Porque não queria deixar de sentir. E sei que isto se calhar não é a melhor mensagem que posso deixar, mas era aquilo que para mim fazia sentido. Porque soube muito cedo que isto era um processo que tinha várias fases e que, se saltasse alguma fase, mais à frente ia ter de me confrontar com isso, viria atrás de mim algum obstáculozinho que não ultrapassei devidamente. E não queria deixar capítulos por ler. Portanto, quis sempre estar o mais lúcida possível. Se era para gritar, gritava; se era para chorar, chorava; se era para dar um murro numa porta, eu dava um murro na porta. Tomei um único comprimido, foi na primeira noite para dormir — praticamente obrigada, mais uma vez, pela minha mãe. Depois, acho que adormecia de cansaço profundo. É tão desgastante emocionalmente que uma pessoa acaba por desmaiar — acho que não adormecemos, desmaiamos, a certa altura. Mas a rotina do voltar ao trabalho tão pouco depois para mim foi importante para ganhar ritmo: ter uma hora para acordar, ter um objetivo, ter um sítio para onde ir, ter um trabalho para cumprir, ter um horário. Foi importante.

Mesmo que esse trabalho seja entrar em casa das pessoas com um sorriso nos lábios, como se a pior coisa da vida não tivesse acontecido?
É um pau de dois bicos. Durante algum tempo, as pessoas não sabiam o que tinha acontecido. A notícia demorou um bocadinho a sair, portanto tive ali uma margem de defesa. E depois, quando se soube, já estava um bocadinho mais forte — pouco, mas estava. Mas o entrar em casa das pessoas e o facto de ter de estar feliz, porque essa é a minha profissão, é trazer felicidade aos outros, de alguma maneira…
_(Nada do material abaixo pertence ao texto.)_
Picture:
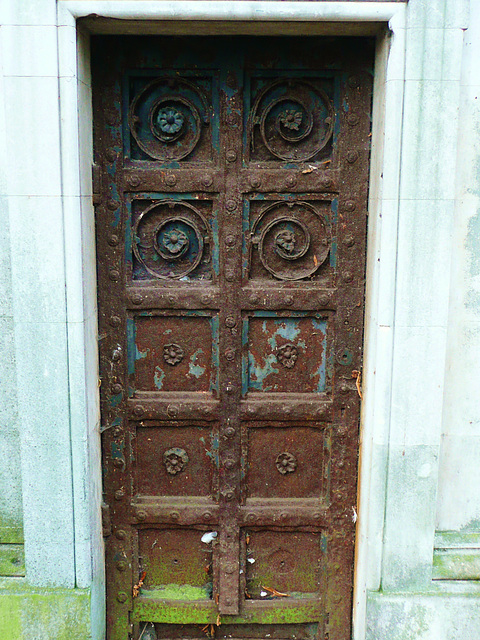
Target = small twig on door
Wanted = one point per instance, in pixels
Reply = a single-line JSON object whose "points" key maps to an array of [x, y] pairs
{"points": [[358, 376]]}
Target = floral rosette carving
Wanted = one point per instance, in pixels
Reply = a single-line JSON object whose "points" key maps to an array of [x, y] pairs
{"points": [[175, 460], [287, 355], [286, 463], [175, 242], [169, 120], [173, 353]]}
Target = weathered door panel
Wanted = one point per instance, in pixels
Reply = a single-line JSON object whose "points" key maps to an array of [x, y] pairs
{"points": [[231, 218]]}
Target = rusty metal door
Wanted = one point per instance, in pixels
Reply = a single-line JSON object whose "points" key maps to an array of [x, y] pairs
{"points": [[231, 191]]}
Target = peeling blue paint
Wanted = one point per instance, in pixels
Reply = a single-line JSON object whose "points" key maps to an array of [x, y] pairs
{"points": [[115, 400]]}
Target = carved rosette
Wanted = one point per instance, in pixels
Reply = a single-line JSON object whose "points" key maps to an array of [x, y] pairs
{"points": [[295, 119], [287, 355], [286, 463], [175, 460], [173, 354]]}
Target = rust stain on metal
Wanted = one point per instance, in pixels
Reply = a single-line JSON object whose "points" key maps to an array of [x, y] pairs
{"points": [[230, 187]]}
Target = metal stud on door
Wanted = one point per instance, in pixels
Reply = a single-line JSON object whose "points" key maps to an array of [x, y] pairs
{"points": [[231, 184]]}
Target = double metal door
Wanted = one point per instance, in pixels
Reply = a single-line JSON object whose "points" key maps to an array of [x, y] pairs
{"points": [[230, 191]]}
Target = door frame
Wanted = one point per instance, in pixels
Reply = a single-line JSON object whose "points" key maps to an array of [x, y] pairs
{"points": [[387, 21]]}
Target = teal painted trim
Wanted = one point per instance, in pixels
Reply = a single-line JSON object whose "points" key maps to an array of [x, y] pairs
{"points": [[12, 560], [43, 614], [456, 555]]}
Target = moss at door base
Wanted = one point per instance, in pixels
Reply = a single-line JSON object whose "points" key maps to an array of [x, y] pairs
{"points": [[43, 614]]}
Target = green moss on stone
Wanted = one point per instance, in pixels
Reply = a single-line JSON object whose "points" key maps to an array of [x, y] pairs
{"points": [[43, 614]]}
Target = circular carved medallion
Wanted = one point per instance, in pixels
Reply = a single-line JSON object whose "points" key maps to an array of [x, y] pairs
{"points": [[169, 239], [286, 463], [173, 353], [295, 118], [165, 118], [292, 239]]}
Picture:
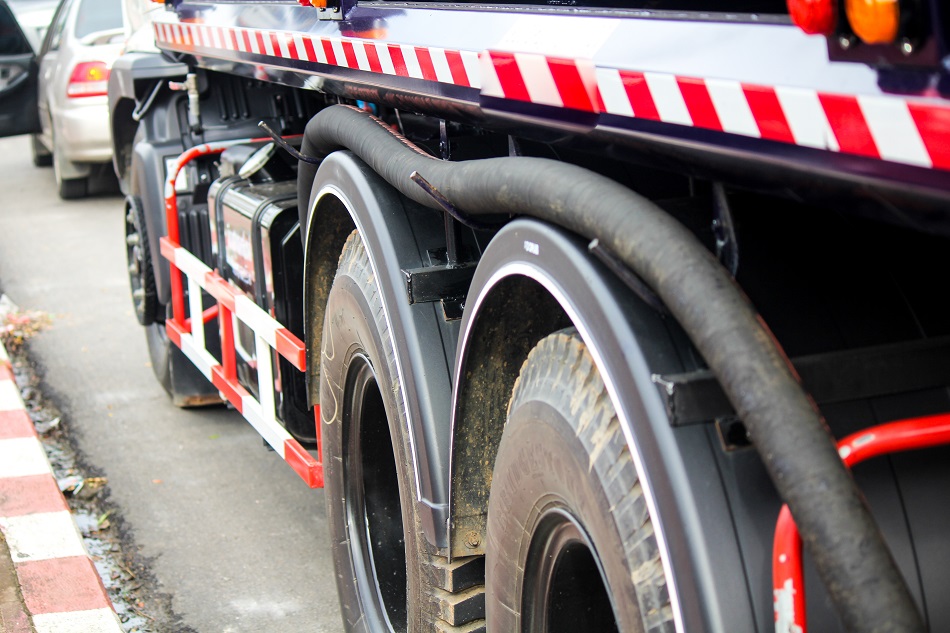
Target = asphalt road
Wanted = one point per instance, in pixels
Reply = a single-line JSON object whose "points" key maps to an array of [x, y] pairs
{"points": [[230, 532]]}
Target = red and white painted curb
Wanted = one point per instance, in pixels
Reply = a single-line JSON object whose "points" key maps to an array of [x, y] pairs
{"points": [[61, 589]]}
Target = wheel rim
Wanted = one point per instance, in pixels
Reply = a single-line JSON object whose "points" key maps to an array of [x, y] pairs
{"points": [[136, 260], [565, 589], [373, 510]]}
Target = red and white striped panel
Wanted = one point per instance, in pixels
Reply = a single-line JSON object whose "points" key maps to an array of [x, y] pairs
{"points": [[897, 129], [885, 127], [269, 335], [402, 60]]}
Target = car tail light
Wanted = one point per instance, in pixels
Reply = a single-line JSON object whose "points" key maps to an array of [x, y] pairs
{"points": [[874, 21], [815, 17], [89, 79]]}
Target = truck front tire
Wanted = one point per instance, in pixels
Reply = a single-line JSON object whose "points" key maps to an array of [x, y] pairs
{"points": [[570, 543]]}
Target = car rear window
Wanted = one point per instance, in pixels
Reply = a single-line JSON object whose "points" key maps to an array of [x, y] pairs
{"points": [[98, 15]]}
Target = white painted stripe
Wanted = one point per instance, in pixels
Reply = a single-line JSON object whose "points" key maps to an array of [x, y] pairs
{"points": [[538, 79], [22, 457], [362, 61], [269, 44], [93, 621], [613, 93], [262, 323], [239, 38], [473, 68], [191, 265], [42, 536], [894, 130], [301, 49], [385, 58], [282, 39], [442, 71], [199, 356], [668, 98], [732, 107], [265, 378], [10, 396], [255, 45], [806, 118], [318, 49], [195, 309], [412, 62], [272, 432], [491, 85], [339, 53]]}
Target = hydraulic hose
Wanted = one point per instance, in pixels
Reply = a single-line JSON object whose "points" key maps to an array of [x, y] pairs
{"points": [[783, 422]]}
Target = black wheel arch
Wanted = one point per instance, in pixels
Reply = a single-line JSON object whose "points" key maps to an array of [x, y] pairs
{"points": [[396, 233], [529, 269]]}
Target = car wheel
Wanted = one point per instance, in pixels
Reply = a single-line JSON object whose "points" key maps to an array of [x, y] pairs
{"points": [[41, 156], [570, 543]]}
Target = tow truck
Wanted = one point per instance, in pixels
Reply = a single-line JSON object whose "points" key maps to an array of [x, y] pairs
{"points": [[590, 315]]}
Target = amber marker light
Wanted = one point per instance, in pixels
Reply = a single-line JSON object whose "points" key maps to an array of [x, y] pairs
{"points": [[815, 17], [874, 21]]}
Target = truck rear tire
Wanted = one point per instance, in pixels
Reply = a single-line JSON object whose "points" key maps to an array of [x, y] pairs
{"points": [[570, 542], [378, 552]]}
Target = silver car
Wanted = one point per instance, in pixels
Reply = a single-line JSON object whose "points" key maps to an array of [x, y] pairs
{"points": [[84, 39]]}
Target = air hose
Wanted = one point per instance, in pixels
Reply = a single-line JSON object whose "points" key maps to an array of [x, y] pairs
{"points": [[783, 422]]}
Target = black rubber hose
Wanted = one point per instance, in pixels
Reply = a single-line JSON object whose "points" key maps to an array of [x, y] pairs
{"points": [[783, 422]]}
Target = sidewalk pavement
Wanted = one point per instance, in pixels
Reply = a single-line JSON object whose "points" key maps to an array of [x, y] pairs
{"points": [[48, 583]]}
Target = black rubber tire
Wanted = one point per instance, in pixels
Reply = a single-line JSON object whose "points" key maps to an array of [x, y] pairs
{"points": [[569, 538], [138, 258], [41, 156], [377, 548]]}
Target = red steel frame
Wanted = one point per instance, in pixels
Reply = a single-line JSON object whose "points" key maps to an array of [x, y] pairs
{"points": [[231, 305], [788, 583]]}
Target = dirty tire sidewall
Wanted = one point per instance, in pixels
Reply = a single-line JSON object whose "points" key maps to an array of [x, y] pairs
{"points": [[355, 331], [563, 451]]}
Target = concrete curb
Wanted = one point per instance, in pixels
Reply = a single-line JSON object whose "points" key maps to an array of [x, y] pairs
{"points": [[59, 588]]}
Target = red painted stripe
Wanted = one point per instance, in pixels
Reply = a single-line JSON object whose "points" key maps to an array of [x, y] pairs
{"points": [[457, 68], [934, 126], [638, 92], [768, 113], [425, 63], [373, 56], [30, 495], [174, 331], [61, 584], [699, 103], [303, 464], [167, 248], [570, 86], [291, 348], [399, 62], [350, 54], [15, 424], [509, 75], [308, 46], [849, 125], [232, 391]]}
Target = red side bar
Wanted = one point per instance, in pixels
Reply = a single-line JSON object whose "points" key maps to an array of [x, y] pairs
{"points": [[787, 579]]}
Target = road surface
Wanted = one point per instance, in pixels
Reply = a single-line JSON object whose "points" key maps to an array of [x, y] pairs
{"points": [[228, 529]]}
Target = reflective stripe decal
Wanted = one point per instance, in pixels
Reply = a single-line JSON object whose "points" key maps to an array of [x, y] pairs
{"points": [[892, 128]]}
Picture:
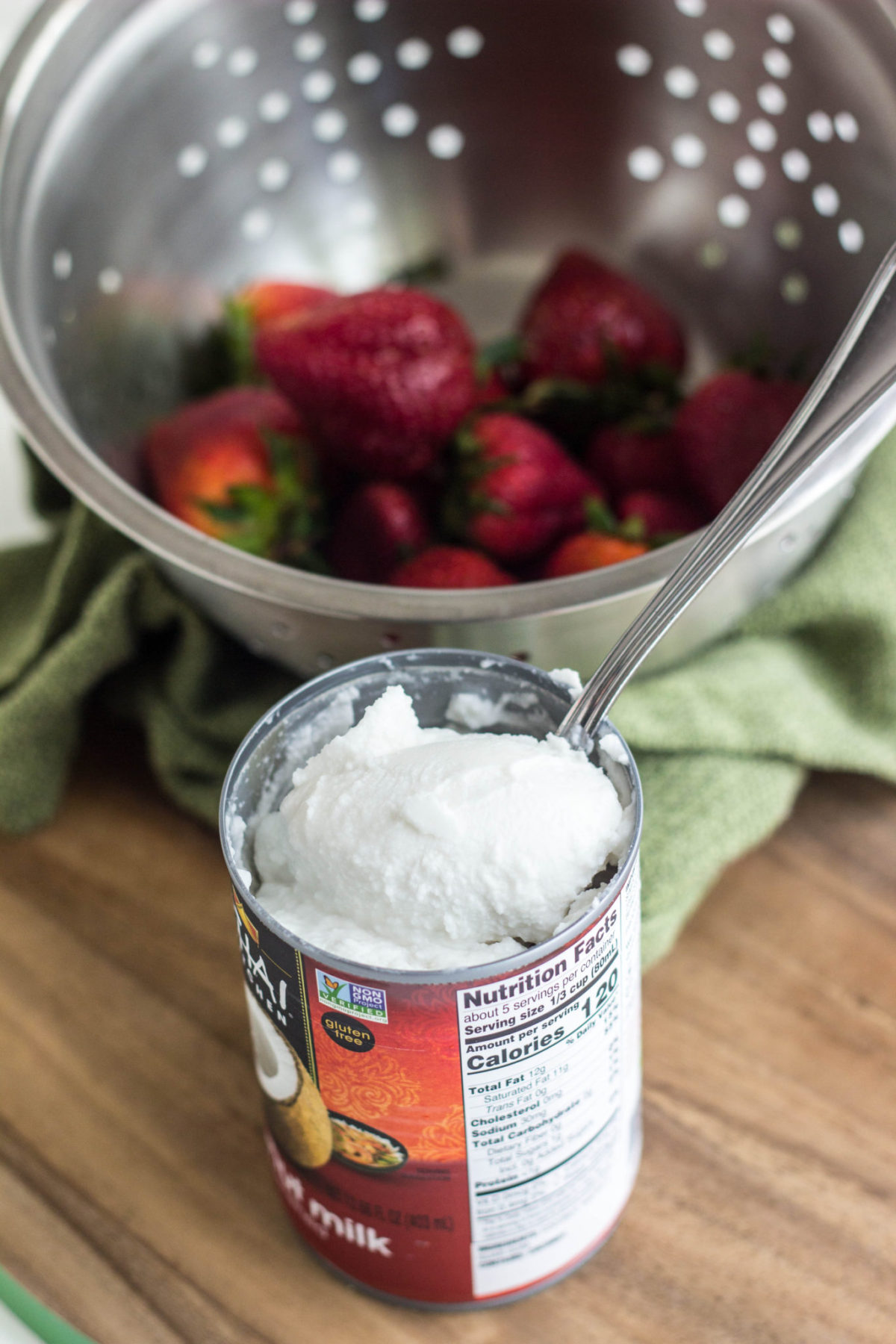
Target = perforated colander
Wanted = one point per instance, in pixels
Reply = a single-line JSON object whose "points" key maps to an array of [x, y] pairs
{"points": [[739, 158]]}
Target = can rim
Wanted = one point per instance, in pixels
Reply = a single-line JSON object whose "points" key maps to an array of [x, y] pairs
{"points": [[444, 976]]}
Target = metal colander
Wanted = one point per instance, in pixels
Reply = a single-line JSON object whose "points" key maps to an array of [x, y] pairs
{"points": [[739, 159]]}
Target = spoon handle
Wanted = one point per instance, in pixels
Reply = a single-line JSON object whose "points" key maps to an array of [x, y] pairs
{"points": [[850, 405]]}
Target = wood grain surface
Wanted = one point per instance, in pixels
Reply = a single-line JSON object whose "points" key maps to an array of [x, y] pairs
{"points": [[134, 1195]]}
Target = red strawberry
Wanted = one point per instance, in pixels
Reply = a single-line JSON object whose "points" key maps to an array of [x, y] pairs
{"points": [[590, 551], [200, 488], [662, 514], [625, 458], [727, 428], [260, 305], [517, 490], [450, 567], [237, 409], [588, 319], [234, 467], [381, 526], [269, 300], [383, 378]]}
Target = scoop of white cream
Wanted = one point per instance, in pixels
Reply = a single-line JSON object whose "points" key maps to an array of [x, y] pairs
{"points": [[423, 848]]}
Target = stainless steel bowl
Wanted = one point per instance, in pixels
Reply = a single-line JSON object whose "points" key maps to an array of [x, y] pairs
{"points": [[739, 158]]}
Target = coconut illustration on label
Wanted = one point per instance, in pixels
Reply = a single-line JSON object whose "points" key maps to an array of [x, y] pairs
{"points": [[293, 1108]]}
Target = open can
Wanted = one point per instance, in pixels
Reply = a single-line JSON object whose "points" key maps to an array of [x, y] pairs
{"points": [[444, 1137]]}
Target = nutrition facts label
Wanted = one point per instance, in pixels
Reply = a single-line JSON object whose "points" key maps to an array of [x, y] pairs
{"points": [[551, 1098]]}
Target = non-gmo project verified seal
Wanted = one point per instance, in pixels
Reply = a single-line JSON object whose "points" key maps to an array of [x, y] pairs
{"points": [[356, 1001]]}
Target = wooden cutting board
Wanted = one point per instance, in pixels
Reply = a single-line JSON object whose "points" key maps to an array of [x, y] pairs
{"points": [[134, 1195]]}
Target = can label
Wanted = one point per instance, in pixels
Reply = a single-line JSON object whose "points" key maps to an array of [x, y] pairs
{"points": [[461, 1142]]}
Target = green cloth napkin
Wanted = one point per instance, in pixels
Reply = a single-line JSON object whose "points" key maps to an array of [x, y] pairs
{"points": [[724, 742]]}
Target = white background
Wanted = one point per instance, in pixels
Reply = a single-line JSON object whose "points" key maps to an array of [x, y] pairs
{"points": [[16, 522]]}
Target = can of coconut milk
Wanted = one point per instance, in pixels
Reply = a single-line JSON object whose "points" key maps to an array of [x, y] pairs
{"points": [[444, 1139]]}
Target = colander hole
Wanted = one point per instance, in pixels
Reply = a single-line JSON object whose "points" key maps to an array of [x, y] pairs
{"points": [[712, 255], [317, 87], [847, 127], [724, 107], [329, 125], [364, 67], [414, 54], [773, 100], [368, 11], [344, 167], [361, 213], [820, 127], [825, 199], [762, 134], [242, 62], [111, 280], [852, 235], [719, 45], [465, 43], [682, 82], [794, 288], [309, 46], [734, 211], [300, 11], [688, 151], [780, 27], [777, 63], [274, 107], [750, 172], [255, 225], [645, 163], [206, 54], [274, 174], [795, 166], [401, 120], [231, 132], [445, 141], [635, 60], [193, 161], [788, 234]]}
Estava a fazer o Curto Circuito, na altura.
Estava a fazer o Curto Circuito. E o ter de estar feliz pelos outros foi o melhor que me podia acontecer. Se calhar tem a ver com a minha personalidade e se calhar não estou por acaso na profissão em que estou, porque, durante aquele tempo em que estava no ar, não era sobre mim. Não podia chorar, não podia ir abaixo, não podia sentar-me no chão, a balançar tipo criança. Não era sobre mim, era sobre quem estava em casa, a querer ver um programa de televisão para estar entretido. Portanto, durante essa hora e meia, duas horas, eu estava sã, mesmo. Estava sharp, como sempre estive. Mas saía do ar e a história era diferente. E antes de entrar no ar era um bocadinho diferente. Mas o facto de ter coisas para fazer foi uma boia de salvação, claramente.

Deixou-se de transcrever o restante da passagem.